Mr. Wharton said it was unfair to compare the United States to other countries, because copyright conditions are different. In the United States, for instance, sound recordings are protected for 95 years, compared with 50 years in Europe, so music labels and artists earn royalties from record sales for a much longer time in United States.

Record companies and musicians ought to be grateful for free air play, because it generates sales, Mr. Wharton added. Indeed, because of the marketing power of radio, music companies in the past sometimes paid for radio time, under the outlawed practice of payola.

Elsewhere, some businesses are going along with the music industry's demands. In Italy, for instance, a trade organization for the more than 200,000 restaurants and bars in the country agreed in March to accept a standardized license allowing them to play recorded music on the premises.

Previously, said Gianluigi Chiodaroli, president of SCF, a collection agency, few of these establishments were complying with Italian copyright law, which authorizes such royalties for record companies and performers. Under the new system, bars and restaurants are given discounts if they step forward voluntarily; if they do not, and inspectors from the agency discover the infraction, a higher rate will be levied, he said.

"In a country like Italy, which has a significant problem with acceptance of, shall we say, the legality principle, this was a very important agreement," Mr. Chiodaroli said. "Looking at the bank accounts, I see day by day an increasing acceptance of it."

Meanwhile, in Australia, having secured a higher royalty rate for nightclubs, the music industry is moving on to other music users, including fitness centers, restaurants and television broadcasters. The country's Copyright Tribunal is expected to decide in the coming months on some of these cases.

"The record companies are using us as a bit of a guinea pig," said Bill Healey, chief executive of the Australian Hotels Association, which represents nightclubs and is fighting any additional rate increases. "They're clutching at straws."

Mr. Peach said the higher nightclub fees, set by an arbitration panel, could generate millions of dollars once they were fully in place. An accompanying increase in royalties that nightclubs have to pay music publishers and songwriters, which are often owned by the same parent companies as the record labels, is expected to raise additional money.

Faced with a substantial increase in their costs once the rate increases are fully in place, Mr. Healey said, club owners have started looking for ways to avoid paying royalties.

One possibility, he said, was to put together play lists composed entirely of U.S. songs, with no involvement from non-American musicians. Because the United States has no performance copyright for recordings and artists, he said, this might exempt the clubs from paying any fees.

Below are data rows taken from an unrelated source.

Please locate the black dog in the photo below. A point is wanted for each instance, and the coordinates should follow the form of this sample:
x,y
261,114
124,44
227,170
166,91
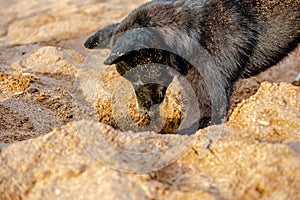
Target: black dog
x,y
212,43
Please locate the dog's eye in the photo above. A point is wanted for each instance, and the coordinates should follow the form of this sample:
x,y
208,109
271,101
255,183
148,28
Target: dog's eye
x,y
96,44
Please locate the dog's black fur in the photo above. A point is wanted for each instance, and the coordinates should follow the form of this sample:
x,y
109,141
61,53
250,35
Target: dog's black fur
x,y
212,43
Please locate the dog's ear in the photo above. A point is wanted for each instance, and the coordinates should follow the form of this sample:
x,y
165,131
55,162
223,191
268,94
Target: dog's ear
x,y
101,39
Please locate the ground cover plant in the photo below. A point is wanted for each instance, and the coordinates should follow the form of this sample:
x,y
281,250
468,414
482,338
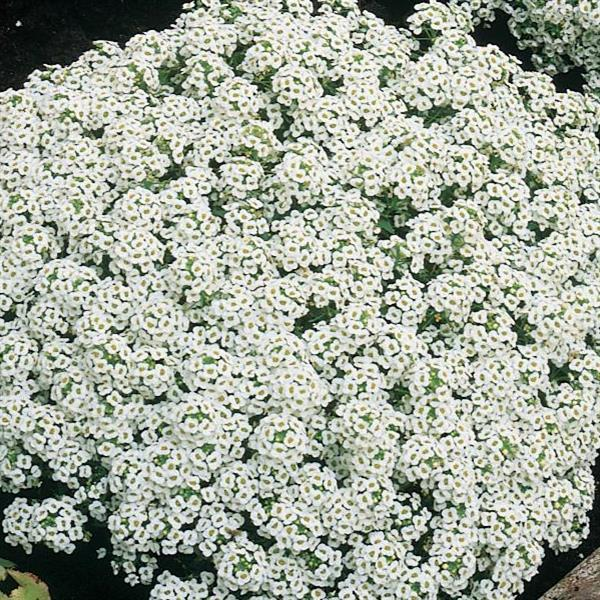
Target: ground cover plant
x,y
307,302
562,33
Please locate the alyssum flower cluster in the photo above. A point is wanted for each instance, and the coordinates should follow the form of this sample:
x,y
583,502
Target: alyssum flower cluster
x,y
305,305
562,33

Mr. Peach, the chief of the Australian royalty collection organization, said the higher royalties simply reflected the changing ways in which people listen to music in the digital era.

With music available in many more ways, and in many more places, fewer people feel the need to buy CDs. Yet music is increasingly valuable to businesses, he said - encouraging customers, for example, to linger in a store or restaurant, where they buy more items or order extra drinks.

But he acknowledge that persuading business owners to go along with higher rates would be challenging.

"It's quite a battle to say, 'Forget what we used to do. This is what we're going to do now,'" Mr. Peach said.